There is a bug in 0.2.2 regarding Null-bytes in imported passwords that causes Pyrit’s blobspace to get corrupted. Fixing this bug requires a slight change in the binary format of the blobspace. This means that databases handled by current svn-versions and upwards will not be compatible with those created by 0.2.2.
On the other hand we got more performance improvements e.g. by taking advantage of pyco if available. Importing 10.000.000 passwords takes just 30 seconds on my MacBook now – down from 137 seconds in 0.2.1…
Note that Pyrit’s current svn-versions require nvcc from CUDA 2.2 which is not yet publicly available. Please also note that Pyrit on MacOS now requires CUDA 2.1 (download here) as we no longer circumenvent the CU_CTX_SCHED_YIELD-bug that was present in 2.0-beta.
The last couple of days brought some very important performance improvements to Pyrit’s backend. Importing of passwords, writing to cowpatty files, evaluation of the blobspace etc. are *much* faster than before; the CPU-time consumed by the backend during batchprocessing is about 30% of what it was before.
I’ve tagged all this as version 0.2.2:
* Pyrit (required): source and binaries for i386 and x86_64
* CPyrit-CUDA (plugin): source and binaries for i386 and x86_64
* CPyrit-Stream (plugin): source and binaries for i386 and x86_64
Enjoy. See Pyrit’s Google Code page for more information.
Rev83 has been tagged as version 0.2.1 – yay!
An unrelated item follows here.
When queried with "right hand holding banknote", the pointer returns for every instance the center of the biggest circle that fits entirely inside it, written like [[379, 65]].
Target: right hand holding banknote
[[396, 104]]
See the posts below for some of the changes since 0.2.0.
This is also the first time that I release x86-binary RPM-packages…
You can download the packages right here:
* Pyrit (required): source and binary
* CPyrit-CUDA (optional, for Nvidia-hardware): source and binary
* CPyrit-Stream (optional, for ATI-hardware): source and binary
Enjoy. As always you can find more information on Pyrit’s Google Code page.
It has been a while since the last update on Pyrit. Besides smaller things, the code-changes since rev69 include:
* The Stream-Core has been updated to support the new SDK 1.4 including support for Multi-GPU on ATI-GPUs.
* The CUDA-Core is now using the Driver-API directly so you are no longer required to have the CUDA-Toolkit installed on the machine where Pyrit should run – the graphics-driver alone will do the job. This again puts some relief to LiveCDs.
* Pyrit can now initialize airolib-ng databases. The API has been moved from pysqlite2 to Python’s own sqlite3 module.
* Exporting to cowpatty-format is about 50% faster.
* The benchmark function is by far more reliable now.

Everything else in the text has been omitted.